# Ferrari from Ferris Bueller's Day Off



## Modlerbob (Feb 10, 2011)

When I saw this kit in a local hobby shop I decided to add it to my collection. The kit is by Academy and, I guess, because of licensing problems it is simply labeled as a European Sports Car. It took me a while to get around to finishing it as there were problems with the first try at painting the body. I ended up using Tamiya gloss red which went on smoothly. I just built it straight from the box so there is no wiring and not even any radiator hoses.


----------



## terryr (Feb 11, 2001)

Hey, this is nice. And no comments?

This appears to be a real Ferrari. The Bueller car was a kitcar with MGB parts. Looked the part though.

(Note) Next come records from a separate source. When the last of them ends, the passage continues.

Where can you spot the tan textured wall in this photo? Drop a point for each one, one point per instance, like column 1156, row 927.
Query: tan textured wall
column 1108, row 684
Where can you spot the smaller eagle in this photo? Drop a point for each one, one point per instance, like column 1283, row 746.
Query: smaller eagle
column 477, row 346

Needs the skidplate too, the way the car jockeys jumped it.


----------



## robiwon (Oct 20, 2006)

Very nice build!!


----------



## SteveR (Aug 7, 2005)

terryr said:


> The Bueller car was a kitcar with MGB parts. Looked the part though.


Yep: Modena (not Ferrari) Spyder.

https://www.mecum.com/lot-detail/CA0813-161586/0/1963-Modena-Spyder-California/5-Speed/


----------



## aussiemuscle308 (Dec 2, 2014)

it's nicely built and looks the part


----------



## robiwon (Oct 20, 2006)

Needs a Ferrari emblem on the nose. I have some extra if you need one.


----------



## DCH10664 (Jul 16, 2012)

Very Nice ! :thumbsup:


----------



## terryr (Feb 11, 2001)

SteveR said:


> Yep: Modena (not Ferrari) Spyder.
> 
> https://www.mecum.com/lot-detail/CA0813-161586/0/1963-Modena-Spyder-California/5-Speed/


First time I saw the complete story.

$300,000? I think I'll take a copy of the copy.


----------